C. Architectures for Deliberation:

Historically most of the intuitions in AI about intelligence have come from introspections about the relationships between conscious thoughts. We are aware of having thoughts which often follow one after another. These thoughts are mostly couched in the medium of natural language, although sometimes thoughts include mental images as well. When people are thinking for a purpose, say for problem solving, there is a sense of directing thoughts, choosing some, rejecting others, and focusing them towards the goal. Activity of this type has been called "deliberation." Deliberation, for humans, is a coherent goal-directed activity, lasting over several seconds or longer. For many people thinking is the act of deliberating in this sense. We can contrast activities in this time span with other cognitive phenomena, which, in humans, take under a few hundred milliseconds, such as real-time natural language understanding and generation, visual perception, being reminded of things, and so on. These short time span phenomena are handled by what we will call the subdeliberative architecture, as we will discuss later.

Researchers have proposed different kinds of deliberative architectures, depending upon which kind of pattern among conscious thoughts struck them. Two groups of proposals about such patterns have been influential in AI theory-making: the reasoning view and the goal-subgoal view.

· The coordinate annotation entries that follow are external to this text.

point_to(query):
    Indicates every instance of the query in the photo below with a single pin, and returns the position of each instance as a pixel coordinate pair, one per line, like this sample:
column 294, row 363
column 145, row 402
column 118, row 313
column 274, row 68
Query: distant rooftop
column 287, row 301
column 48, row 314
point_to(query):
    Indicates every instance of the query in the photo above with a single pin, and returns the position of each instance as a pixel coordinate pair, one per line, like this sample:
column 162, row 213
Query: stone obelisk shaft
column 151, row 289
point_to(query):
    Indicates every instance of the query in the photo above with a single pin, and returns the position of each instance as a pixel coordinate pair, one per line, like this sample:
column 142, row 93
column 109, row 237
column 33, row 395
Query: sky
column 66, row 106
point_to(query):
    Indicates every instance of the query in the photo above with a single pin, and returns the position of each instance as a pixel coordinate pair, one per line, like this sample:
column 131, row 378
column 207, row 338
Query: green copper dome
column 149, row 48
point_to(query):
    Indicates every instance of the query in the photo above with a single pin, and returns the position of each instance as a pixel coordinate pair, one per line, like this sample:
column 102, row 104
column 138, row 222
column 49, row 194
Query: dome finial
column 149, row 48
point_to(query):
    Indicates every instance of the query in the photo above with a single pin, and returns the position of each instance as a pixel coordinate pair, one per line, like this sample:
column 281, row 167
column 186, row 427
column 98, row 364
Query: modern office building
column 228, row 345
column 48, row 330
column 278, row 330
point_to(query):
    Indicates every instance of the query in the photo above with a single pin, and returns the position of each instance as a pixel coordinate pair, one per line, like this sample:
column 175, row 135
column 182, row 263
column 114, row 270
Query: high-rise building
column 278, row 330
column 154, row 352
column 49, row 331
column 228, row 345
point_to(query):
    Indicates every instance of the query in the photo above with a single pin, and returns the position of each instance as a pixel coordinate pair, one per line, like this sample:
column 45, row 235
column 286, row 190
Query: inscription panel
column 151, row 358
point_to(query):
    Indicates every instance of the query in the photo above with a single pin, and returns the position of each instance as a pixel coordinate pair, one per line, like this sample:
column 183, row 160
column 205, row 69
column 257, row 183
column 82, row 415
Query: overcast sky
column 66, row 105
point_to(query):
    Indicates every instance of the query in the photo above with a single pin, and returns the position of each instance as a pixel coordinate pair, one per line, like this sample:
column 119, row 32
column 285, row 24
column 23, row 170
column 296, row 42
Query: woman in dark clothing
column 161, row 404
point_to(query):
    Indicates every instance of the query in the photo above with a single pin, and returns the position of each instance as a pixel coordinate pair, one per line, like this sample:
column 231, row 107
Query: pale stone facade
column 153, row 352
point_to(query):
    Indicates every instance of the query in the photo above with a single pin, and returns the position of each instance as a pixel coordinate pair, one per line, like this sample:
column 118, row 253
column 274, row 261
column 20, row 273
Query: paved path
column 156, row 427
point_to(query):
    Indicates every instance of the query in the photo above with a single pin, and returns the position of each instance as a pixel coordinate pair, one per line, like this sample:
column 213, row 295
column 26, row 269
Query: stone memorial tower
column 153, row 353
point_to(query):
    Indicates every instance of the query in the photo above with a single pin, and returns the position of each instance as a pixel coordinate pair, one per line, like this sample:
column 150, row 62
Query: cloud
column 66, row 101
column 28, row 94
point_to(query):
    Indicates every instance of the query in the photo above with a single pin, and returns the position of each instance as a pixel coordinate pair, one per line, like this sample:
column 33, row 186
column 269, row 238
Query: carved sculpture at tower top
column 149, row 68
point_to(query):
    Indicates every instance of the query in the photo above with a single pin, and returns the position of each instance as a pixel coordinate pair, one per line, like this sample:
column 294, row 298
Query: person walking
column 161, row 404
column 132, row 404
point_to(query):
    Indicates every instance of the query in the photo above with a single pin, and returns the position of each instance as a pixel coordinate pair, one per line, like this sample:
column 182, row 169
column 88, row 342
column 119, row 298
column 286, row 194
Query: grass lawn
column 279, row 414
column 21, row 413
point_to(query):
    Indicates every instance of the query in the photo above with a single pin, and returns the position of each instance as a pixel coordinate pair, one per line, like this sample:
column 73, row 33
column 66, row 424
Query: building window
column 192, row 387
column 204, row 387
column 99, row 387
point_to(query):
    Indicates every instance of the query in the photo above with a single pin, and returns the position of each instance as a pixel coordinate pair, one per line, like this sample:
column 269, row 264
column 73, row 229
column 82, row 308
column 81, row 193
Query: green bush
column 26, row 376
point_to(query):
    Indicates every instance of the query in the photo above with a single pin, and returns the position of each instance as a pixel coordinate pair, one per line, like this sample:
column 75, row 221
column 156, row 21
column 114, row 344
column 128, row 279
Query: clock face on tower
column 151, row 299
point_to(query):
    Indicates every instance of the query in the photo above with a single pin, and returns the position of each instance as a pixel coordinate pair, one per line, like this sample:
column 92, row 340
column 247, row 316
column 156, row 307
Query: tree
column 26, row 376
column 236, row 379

1. Deliberation as Reasoning:

People have for a long time been struck by logical relations between thoughts and have made the distinction between rational and irrational thoughts. Remember that Boole’s book on logic was titled "Laws of Thought." Thoughts often have a logical relation between them: we think thoughts A and B, then thought C, where C follows from A and B. In AI, this view has given rise to an idealization of intelligence as rational thought, and consequently to the view that the appropriate architecture is one whose behavior is governed by rules of logic. In AI, McCarthy is mostly closely identified with the logic approach to AI, and [McCarthy and Hayes, 1969] is considered a clear early statement of some of the issues in the use of logic for building an intelligent machine.

Researchers in AI disagree about how to make machines which display this kind of rationality. One group proposes that the ideal thought machine is a logic machine, one whose architecture has logical rules of inference as its primitive operators. These operators work on a storehouse of knowledge represented in a logical formalism and generate additional thoughts. For example, the Japanese Fifth generation project came up with computer architectures whose performance was measured in (millions of) inferences per second.

Historically rationality was characterized by the rules of deduction, but in AI, the notion is being broadened to include a host of non-deductive rules under the broad umbrella of "non-monotonic logic" [McCarthy, 1980] or "default reasoning," to capture various plausible reasoning rules. There is considerable difference of opinion about whether such rules exist in a domain-independent way as in the case of deduction, and how large a set of rules would be required to capture all plausible reasoning behaviors. If the number of rules is very large, or if they are context-dependent in complicated ways, then logic architectures would become less practical.

2. Deliberation as Goal-Subgoaling:

An alternate view of deliberation is inspired by another perceived relation between thoughts and provides a basic mechanism for control as part of the architecture. Thoughts are often linked by means of a goal-subgoal relation. For example, you may have a thought about wanting to go to New Delhi, then you find yourself having thoughts about taking trains and airplanes, and about which is better, then you might think of making reservations and so on. Newell and Simon [1972] have argued that this relation between thoughts, the fact that goal thoughts spawn subgoal thoughts recursively until the subgoals are solved and eventually the goals are solved, is the essence of the mechanism of intelligence. More than one subgoal may be spawned, and so backtracking from subgoals that didn’t work out is generally necessary. Deliberation thus looks like search in a problem space. Setting up the alternatives and exploring them is made possible by the knowledge that the agent has. A long term memory is generally proposed which holds the knowledge and from which knowledge relevant to a goal is brought to play during deliberation. This analysis suggests an architecture for deliberation that retrieves relevant knowledge, sets up a set of alternatives to explore (the problem space), explores it, sets up subgoals, etc.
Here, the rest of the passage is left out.